Though Bankman’s Stanford salary is not publicly available, there is no doubt that the multi-million dollar figure far outpaces his Stanford salary (for comparison, another Stanford Law Professor, Principal Deputy Assistant Attorney General Pamela Karlan disclosed she earned approximately $600,000 a year through her teaching position; Stanford salaries may vary, but Bankman’s academic pay is certainly in the hundreds of thousands, not the millions or tens of millions). The massive payday he received from his son’s crypto company admits Bankman into the club of professors who’ve made more money marketing their position as a respectable academic than from their ostensible job – teaching and academic research. These intellectuals- for-sale have successfully built a pipeline program from a pedigreed university professorship to a marketable veneer of respectability.

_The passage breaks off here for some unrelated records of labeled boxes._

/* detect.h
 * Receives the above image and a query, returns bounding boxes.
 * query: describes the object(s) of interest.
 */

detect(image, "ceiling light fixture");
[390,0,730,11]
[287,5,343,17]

Stanford isn’t alone in this problem – schools across the country are plagued by it, but administrators have seen fit only to turn a blind eye and ignore it. It’s time they crack down on their faculty capitalizing on the respected name of their university to help legitimize sketchy companies. Unfortunately, it seems as though Joseph Bankman’s fall from grace will be treated as an unfortunate result of his son’s criminal actions rather than part of the academy’s larger issue with unchecked corporate influence.